Faction represented in the Knesset
- 2008–2009: Shas

Personal details
- Born: 12 September 1973 (age 52) Wolqayt, Ethiopia

= Mazor Bahaina =

Israeli politician

Mazor Mahoy Bahaina (מזור בהיינה; born 12 September 1973) is an Israeli kes, Orthodox rabbi, and former politician, who served as a member of the Knesset for Shas between 2008 and 2009.

==Biography==
Born in Wolqayt in Ethiopia, Bahaina's aliyah to Israel started with a trek on foot with his family across the Sudanese border, after which they waited for about a year and a half for immigration approval. On arriving in Israel, his family moved to Or Akiva, and later to Kiryat Gat. Bahaina studied in a few yeshivas, and became an ordained rabbi. After moving to Beersheba, he has worked in several socially-oriented positions to support immigrants from Ethiopia, eventually becoming the head rabbi of the Ethiopian Jewish community in Beersheba, numbering about 10,000, and a member of the local city council.

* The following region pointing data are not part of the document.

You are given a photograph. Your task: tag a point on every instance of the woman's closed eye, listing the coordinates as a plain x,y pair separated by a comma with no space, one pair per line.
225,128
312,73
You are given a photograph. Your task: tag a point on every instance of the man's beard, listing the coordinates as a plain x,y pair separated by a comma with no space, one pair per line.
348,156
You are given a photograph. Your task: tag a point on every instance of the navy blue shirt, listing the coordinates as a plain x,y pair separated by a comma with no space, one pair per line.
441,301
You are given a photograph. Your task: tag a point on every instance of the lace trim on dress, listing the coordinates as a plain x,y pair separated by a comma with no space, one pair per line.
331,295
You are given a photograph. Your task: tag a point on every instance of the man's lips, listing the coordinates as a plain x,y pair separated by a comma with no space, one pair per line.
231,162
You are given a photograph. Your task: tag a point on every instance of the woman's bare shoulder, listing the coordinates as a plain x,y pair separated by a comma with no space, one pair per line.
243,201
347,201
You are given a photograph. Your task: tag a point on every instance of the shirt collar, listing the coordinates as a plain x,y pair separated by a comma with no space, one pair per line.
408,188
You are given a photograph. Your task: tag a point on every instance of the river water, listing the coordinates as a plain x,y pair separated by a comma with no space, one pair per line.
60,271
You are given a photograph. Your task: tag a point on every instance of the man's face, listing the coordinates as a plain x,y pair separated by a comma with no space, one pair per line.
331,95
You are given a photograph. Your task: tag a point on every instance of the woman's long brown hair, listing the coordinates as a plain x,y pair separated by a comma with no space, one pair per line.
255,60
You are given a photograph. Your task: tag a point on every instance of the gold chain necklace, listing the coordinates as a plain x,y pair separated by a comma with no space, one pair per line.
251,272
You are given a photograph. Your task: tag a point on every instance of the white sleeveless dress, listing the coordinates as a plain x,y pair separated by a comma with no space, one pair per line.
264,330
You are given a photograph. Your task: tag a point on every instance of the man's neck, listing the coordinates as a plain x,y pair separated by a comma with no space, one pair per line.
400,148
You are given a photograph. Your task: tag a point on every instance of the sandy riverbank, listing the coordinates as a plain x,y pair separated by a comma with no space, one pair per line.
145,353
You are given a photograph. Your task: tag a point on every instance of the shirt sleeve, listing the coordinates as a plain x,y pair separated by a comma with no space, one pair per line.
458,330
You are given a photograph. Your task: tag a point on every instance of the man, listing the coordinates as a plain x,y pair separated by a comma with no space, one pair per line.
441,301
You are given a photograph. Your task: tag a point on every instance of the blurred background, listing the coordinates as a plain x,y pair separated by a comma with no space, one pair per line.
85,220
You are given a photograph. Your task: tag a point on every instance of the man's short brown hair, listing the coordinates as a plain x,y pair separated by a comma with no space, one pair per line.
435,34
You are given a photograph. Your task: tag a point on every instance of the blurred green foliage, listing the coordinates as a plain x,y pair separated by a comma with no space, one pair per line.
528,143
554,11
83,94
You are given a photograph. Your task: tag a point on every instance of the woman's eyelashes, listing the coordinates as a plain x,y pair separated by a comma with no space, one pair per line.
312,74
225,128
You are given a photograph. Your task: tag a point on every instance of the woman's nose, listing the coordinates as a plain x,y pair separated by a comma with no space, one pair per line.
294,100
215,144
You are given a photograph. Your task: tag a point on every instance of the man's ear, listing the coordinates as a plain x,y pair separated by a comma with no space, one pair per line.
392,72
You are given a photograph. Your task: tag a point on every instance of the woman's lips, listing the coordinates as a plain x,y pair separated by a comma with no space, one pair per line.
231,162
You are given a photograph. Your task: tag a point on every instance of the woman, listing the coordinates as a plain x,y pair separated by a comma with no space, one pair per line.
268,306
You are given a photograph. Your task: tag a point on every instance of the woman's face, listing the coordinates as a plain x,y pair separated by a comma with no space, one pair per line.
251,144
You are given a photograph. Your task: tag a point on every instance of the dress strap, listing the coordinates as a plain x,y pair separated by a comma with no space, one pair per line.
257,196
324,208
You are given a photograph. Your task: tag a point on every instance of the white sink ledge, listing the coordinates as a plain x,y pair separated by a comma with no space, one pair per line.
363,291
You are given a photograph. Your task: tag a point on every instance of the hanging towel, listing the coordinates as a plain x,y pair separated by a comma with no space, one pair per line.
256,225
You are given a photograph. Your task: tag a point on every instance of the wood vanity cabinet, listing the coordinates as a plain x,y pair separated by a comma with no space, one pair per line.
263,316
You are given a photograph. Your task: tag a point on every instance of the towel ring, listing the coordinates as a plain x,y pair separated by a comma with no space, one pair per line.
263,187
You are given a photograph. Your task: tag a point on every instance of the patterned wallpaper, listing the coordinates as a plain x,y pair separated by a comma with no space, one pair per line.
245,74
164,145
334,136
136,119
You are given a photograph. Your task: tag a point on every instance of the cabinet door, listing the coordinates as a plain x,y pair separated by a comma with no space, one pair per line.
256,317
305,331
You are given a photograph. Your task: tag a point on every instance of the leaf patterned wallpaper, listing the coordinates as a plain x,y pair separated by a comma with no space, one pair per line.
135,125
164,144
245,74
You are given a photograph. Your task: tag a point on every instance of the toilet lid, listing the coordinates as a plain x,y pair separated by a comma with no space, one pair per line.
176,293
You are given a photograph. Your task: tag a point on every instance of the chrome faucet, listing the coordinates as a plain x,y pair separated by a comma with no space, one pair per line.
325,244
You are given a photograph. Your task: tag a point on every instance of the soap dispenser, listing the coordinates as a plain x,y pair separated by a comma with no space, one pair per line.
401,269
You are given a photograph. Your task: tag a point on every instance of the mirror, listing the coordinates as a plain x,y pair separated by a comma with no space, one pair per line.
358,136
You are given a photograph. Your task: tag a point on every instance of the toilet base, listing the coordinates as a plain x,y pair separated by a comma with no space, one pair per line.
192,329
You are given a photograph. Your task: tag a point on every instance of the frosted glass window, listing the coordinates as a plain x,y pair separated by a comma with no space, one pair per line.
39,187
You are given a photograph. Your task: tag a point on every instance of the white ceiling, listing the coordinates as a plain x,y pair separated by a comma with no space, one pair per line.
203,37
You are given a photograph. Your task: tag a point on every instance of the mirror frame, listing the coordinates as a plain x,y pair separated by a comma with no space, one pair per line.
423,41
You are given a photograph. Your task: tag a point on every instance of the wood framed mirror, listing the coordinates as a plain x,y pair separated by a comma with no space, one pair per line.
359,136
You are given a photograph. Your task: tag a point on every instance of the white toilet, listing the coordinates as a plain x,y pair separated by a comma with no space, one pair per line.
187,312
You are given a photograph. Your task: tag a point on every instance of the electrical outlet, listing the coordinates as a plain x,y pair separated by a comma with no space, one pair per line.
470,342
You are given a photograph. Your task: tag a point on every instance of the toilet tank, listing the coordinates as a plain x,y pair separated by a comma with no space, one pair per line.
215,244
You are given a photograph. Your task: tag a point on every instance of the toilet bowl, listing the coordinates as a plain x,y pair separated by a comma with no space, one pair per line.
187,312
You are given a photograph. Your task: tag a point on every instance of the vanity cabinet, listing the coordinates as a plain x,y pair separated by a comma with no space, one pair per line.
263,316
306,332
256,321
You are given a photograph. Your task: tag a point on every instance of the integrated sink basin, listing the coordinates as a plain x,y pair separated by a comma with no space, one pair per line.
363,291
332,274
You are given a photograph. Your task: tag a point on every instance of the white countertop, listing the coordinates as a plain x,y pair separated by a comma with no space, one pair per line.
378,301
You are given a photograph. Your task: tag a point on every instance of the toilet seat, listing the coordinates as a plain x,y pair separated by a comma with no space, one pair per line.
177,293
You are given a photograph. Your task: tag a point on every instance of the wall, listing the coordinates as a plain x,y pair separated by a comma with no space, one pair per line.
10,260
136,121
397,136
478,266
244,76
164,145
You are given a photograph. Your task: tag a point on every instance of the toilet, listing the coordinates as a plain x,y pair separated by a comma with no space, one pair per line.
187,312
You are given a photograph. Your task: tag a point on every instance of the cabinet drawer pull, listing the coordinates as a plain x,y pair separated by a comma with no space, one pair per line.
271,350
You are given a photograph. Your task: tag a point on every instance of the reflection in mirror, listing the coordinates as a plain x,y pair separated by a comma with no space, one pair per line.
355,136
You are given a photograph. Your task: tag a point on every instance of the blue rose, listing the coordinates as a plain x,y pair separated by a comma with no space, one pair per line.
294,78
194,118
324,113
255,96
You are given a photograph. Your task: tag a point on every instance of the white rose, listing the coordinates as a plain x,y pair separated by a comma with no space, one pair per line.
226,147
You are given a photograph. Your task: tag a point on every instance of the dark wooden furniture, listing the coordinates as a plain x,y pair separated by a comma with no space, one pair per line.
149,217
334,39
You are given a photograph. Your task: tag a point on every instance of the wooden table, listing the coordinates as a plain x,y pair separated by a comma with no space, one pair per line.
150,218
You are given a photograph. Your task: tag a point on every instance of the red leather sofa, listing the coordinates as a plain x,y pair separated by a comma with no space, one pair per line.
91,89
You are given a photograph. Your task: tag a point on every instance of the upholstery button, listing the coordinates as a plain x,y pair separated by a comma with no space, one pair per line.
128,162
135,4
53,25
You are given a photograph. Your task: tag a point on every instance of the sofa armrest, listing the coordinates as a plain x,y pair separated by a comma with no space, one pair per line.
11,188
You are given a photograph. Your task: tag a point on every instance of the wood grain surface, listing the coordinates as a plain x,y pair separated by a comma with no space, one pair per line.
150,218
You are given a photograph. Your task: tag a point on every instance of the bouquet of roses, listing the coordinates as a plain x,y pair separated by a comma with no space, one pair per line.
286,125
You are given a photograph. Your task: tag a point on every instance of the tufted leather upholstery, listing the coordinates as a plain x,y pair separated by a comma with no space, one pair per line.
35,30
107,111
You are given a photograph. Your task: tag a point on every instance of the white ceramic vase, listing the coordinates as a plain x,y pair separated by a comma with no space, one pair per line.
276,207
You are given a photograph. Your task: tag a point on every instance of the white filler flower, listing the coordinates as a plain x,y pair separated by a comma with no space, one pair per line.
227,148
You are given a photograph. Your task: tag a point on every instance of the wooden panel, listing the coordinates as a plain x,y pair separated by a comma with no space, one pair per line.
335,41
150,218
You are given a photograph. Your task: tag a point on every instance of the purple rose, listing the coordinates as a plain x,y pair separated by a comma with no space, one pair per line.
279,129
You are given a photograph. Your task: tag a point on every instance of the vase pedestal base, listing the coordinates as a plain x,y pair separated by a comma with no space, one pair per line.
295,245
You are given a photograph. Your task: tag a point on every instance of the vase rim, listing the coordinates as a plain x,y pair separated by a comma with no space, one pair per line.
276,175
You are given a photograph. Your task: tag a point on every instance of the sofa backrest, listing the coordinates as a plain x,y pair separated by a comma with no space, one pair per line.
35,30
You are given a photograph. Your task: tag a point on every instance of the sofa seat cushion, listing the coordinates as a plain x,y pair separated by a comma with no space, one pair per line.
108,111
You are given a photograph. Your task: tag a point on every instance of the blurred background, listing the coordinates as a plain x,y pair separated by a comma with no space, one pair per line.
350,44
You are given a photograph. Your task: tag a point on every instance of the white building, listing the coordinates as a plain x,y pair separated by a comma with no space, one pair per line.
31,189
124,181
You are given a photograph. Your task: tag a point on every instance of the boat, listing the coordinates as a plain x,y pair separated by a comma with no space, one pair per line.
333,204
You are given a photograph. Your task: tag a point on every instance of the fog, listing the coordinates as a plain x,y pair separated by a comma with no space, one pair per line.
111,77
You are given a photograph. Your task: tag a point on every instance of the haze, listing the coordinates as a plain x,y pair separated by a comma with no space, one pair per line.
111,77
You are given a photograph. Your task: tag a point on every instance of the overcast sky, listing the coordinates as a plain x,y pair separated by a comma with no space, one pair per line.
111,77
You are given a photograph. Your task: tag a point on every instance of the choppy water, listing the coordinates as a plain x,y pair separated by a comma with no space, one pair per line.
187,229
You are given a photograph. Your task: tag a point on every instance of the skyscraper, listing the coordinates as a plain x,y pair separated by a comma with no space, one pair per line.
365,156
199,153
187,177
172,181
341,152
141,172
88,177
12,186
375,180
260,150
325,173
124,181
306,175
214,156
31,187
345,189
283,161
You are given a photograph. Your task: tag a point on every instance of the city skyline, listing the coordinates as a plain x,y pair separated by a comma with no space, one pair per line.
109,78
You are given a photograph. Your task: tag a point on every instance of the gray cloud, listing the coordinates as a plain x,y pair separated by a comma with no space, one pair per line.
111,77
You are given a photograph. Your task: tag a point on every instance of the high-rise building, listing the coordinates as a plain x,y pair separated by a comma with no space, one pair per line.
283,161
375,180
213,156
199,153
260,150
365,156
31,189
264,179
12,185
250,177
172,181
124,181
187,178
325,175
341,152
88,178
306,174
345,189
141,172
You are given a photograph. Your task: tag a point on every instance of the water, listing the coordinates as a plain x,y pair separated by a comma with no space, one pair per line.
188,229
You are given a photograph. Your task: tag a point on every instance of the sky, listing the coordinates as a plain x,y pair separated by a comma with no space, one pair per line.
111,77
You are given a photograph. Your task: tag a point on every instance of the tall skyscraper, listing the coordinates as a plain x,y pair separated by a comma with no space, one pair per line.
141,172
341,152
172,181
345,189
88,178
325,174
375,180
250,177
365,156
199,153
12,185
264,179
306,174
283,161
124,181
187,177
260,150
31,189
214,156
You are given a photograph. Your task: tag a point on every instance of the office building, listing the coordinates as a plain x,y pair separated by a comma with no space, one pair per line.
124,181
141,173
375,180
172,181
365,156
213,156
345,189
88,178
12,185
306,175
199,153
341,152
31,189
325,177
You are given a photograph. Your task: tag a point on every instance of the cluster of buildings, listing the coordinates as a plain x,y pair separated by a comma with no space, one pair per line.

He was placed thirteenth on the Shas list for the 2006 Knesset elections. Although the party won only 12 seats, he entered the Knesset in April 2008, after Shlomo Benizri was convicted. For the 2009 elections, Bahaina was placed twelfth on the party's list, but lost his seat when Shas was reduced to eleven seats.

Bahaina lives in Beersheba. He is married, with eight children.